Review of Charly

Charly (1968)
9/10
"No One Would Ever Think Of Making Fun Of A Blind Person Or A Cripple, Why Would They Do It To A Moron?"
17 February 2009
After having done The Days Of Wine And Roses On the small screen and seeing Jack Lemmon get the part for the big screen, Cliff Robertson pulled a Katharine Hepburn. Like Kate the great who bought the screen rights to The Philadelphia Story and dictated the making of it to MGM, Robertson did the same for Charly which he had done on the US Steel Hour almost a decade earlier on television. He did better than Lemmon who only was nominated for Best Actor for Days Of Wine And Roses.

Charly is the story of an amiable mildly retarded man who works and supports himself in a job at a bakery, but also has agreed to become an experimental subject to scientists, Claire Bloom, Leon Janney, and Lilia Skala. Janney has a theory in which he feels that the proper enzyme given and an operation and Robertson could start to function like a normal person.

The operation has some foreseen and unforeseen consequences. One of them is that Robertson is one fully functioning male, but still lacks a whole lot of social skills. He forms an attachment to Bloom which is something she saw coming, but not necessarily her.

More important he becomes far more aware of the world around him and how badly treated he was by a lot of people. One role I very much liked was that of his landlady Ruth White who was a woman with a big heart who does value Robertson as a person and gives him the respect any of us is due.

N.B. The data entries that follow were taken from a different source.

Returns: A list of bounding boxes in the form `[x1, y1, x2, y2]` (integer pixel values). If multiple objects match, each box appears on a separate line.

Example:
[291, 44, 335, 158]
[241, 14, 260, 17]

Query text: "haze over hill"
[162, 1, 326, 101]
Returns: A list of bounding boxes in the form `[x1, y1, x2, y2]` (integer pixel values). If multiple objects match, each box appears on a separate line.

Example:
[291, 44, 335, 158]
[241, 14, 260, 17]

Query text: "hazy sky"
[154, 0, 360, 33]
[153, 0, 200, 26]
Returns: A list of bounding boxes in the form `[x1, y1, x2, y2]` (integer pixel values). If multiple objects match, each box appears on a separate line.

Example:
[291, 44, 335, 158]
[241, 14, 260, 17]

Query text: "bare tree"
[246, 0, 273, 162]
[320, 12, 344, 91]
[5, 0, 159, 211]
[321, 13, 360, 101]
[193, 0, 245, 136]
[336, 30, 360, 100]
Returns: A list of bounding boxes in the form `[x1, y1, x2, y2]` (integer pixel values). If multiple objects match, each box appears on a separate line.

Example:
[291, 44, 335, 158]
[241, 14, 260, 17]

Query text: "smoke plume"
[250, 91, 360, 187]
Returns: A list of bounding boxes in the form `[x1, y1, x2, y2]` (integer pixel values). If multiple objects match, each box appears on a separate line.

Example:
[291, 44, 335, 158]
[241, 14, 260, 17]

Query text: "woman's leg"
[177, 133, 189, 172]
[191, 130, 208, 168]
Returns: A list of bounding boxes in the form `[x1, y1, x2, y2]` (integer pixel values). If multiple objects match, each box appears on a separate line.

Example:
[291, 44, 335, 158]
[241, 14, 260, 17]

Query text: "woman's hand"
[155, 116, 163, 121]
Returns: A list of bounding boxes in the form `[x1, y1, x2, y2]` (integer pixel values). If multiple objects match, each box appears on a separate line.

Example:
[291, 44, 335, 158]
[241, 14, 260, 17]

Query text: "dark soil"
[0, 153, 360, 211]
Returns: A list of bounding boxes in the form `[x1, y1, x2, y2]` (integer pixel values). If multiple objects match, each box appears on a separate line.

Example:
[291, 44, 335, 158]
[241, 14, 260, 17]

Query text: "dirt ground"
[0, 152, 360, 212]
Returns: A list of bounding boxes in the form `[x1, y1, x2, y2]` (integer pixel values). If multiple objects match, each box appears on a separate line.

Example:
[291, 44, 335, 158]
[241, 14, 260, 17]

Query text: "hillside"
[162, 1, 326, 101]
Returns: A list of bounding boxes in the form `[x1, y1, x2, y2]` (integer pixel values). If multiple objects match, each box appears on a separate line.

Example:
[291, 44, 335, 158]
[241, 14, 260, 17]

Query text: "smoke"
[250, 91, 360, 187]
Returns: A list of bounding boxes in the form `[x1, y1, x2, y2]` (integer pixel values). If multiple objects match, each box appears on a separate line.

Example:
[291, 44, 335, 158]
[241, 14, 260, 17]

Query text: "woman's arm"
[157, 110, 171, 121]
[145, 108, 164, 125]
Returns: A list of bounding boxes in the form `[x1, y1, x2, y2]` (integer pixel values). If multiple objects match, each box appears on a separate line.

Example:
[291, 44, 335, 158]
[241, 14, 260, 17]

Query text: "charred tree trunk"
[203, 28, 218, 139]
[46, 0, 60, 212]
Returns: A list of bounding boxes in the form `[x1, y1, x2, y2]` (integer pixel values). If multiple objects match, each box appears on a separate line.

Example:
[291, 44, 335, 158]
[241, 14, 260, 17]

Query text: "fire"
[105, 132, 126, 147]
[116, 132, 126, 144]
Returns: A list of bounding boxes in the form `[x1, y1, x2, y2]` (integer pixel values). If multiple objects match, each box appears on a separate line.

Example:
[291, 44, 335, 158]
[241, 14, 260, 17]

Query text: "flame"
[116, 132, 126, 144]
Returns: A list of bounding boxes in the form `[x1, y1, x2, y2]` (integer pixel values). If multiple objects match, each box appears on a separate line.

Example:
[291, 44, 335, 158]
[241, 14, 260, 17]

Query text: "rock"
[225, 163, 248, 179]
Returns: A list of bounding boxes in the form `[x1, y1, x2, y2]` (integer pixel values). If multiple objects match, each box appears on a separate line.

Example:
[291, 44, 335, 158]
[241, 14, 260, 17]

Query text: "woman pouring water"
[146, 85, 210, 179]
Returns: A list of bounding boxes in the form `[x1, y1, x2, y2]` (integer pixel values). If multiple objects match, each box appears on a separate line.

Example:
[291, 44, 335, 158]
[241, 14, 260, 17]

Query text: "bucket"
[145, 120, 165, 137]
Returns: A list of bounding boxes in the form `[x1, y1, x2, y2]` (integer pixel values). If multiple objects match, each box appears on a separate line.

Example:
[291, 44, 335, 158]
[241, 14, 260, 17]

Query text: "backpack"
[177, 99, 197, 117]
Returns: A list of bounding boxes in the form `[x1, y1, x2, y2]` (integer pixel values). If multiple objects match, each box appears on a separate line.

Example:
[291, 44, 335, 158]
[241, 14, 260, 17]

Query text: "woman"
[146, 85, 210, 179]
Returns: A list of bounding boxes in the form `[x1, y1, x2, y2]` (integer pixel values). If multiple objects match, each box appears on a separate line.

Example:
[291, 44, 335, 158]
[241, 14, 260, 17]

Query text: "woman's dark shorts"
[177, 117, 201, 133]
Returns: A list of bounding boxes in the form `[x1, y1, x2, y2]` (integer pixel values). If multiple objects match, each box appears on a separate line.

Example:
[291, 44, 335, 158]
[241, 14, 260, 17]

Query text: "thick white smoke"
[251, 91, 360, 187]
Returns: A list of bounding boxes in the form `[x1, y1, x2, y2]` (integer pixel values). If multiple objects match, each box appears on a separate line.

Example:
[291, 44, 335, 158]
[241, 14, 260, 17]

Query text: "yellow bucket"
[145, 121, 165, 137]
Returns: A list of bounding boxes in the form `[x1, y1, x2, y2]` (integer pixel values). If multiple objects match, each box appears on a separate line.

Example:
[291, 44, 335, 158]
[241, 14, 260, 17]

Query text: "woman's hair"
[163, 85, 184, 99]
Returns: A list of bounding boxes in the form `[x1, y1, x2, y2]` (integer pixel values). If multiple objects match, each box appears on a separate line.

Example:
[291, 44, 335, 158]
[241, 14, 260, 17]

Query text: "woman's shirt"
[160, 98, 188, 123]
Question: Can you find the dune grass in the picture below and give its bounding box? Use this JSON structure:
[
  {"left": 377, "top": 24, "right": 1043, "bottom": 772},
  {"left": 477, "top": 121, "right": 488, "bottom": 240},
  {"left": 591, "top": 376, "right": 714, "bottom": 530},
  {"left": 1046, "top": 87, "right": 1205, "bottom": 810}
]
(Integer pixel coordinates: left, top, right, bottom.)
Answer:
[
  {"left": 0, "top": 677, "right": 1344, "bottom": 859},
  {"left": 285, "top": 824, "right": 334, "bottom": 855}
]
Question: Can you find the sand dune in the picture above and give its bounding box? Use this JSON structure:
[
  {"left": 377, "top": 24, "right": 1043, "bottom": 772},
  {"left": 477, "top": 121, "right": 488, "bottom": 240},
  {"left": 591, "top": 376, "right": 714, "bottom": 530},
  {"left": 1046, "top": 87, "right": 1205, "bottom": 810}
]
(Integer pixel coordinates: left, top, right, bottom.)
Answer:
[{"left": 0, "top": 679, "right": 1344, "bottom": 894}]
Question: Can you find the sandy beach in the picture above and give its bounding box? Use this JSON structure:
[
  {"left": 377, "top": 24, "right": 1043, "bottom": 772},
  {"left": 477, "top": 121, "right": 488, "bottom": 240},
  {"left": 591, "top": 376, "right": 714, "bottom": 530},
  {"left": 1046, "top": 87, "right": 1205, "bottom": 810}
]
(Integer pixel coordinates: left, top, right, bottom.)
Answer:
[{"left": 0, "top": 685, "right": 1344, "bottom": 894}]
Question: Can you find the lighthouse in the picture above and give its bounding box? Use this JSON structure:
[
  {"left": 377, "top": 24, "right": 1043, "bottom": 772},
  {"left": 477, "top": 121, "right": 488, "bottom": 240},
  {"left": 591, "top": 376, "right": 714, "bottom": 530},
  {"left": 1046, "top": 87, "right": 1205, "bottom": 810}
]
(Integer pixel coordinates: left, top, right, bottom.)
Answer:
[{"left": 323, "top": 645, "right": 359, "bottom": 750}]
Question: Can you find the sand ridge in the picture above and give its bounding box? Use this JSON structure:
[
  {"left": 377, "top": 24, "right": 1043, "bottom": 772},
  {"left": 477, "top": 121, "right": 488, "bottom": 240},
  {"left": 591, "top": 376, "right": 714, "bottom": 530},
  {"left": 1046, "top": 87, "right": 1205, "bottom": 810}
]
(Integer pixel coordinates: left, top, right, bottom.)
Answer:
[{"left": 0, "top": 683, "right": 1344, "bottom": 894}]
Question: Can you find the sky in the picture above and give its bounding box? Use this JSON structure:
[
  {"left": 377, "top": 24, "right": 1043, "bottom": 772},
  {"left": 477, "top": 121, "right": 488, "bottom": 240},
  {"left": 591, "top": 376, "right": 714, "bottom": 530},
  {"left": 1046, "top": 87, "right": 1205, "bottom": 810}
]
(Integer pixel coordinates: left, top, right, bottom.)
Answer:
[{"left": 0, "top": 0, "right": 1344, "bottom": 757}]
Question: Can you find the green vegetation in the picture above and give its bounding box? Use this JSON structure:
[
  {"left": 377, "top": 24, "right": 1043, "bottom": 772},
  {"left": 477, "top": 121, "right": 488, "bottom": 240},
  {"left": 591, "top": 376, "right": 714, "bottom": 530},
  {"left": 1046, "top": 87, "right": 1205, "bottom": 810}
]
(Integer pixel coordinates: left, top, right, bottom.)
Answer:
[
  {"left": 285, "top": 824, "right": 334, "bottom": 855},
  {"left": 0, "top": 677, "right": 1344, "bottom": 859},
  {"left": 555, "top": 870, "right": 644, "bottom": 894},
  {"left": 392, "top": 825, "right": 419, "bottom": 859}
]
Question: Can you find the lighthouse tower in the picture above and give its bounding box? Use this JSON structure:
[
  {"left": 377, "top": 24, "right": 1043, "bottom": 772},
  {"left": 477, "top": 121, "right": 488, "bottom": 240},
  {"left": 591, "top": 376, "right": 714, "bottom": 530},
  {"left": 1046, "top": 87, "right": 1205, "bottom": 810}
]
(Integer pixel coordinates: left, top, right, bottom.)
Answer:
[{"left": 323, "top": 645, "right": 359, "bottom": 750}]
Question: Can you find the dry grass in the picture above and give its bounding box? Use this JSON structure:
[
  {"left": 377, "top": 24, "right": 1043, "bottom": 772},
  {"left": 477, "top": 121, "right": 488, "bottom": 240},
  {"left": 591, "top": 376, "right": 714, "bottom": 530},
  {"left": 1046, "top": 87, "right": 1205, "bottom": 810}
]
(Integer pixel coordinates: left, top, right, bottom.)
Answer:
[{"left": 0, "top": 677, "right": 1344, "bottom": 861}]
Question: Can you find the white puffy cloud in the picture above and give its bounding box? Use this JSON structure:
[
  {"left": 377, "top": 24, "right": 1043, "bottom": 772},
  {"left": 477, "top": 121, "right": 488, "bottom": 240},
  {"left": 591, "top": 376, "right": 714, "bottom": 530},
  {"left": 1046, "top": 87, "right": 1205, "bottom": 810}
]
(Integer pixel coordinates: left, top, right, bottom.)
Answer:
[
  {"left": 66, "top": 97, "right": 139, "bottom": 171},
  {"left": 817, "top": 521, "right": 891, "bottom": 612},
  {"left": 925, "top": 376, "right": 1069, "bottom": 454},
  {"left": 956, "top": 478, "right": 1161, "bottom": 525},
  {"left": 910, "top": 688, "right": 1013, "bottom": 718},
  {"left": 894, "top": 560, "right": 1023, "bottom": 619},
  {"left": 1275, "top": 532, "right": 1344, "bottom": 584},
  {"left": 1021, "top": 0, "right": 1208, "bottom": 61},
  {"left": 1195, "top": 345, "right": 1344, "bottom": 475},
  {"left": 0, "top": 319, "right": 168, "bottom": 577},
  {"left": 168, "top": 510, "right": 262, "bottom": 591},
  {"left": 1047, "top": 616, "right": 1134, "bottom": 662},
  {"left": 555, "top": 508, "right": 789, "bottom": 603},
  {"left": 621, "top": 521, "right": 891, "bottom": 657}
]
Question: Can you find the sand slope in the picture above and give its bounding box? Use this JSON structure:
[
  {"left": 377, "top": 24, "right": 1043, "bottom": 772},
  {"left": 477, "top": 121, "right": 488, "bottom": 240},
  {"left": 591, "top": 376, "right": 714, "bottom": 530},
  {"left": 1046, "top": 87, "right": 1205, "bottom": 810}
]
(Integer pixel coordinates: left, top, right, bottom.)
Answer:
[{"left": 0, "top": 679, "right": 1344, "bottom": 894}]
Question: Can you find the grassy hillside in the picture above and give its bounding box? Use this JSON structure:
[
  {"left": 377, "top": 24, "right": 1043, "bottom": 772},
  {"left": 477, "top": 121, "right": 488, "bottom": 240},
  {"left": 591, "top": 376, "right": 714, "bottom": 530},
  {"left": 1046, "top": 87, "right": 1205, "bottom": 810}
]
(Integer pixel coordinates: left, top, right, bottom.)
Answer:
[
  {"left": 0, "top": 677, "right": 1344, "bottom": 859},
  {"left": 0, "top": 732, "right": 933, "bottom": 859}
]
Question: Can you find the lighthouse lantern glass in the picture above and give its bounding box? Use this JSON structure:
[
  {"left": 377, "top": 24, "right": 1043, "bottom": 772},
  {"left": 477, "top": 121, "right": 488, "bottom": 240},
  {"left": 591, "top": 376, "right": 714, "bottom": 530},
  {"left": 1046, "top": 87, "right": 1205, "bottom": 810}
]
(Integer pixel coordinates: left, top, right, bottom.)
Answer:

Still the film belongs to Cliff Robertson who won an Oscar for Best Actor in 1968. Robertson had some stiff competition that year, but probably was helped by the fact that three of his competitors were British, Alan Bates for The Fixer, Ron Moody for Oliver, and Peter O'Toole for The Lion In Winter who if memory serves was the betting favorite. The other nominee was Alan Arkin for The Heart Is The Lonely Hunter. How he manages to go from a mildly retarded man to a person of no mean erudition is a wonderful process unfolding on the screen. Personally I think it ought to be required viewing in every acting class on the globe, the subtleties are something to behold.

I don't claim to be any kind of scientific expert on this or any other scientific matter, but I would love to hear from those who know more as to whether the whole theory is feasible or not. In any event though Charly is a fine picture with both a message and a heart.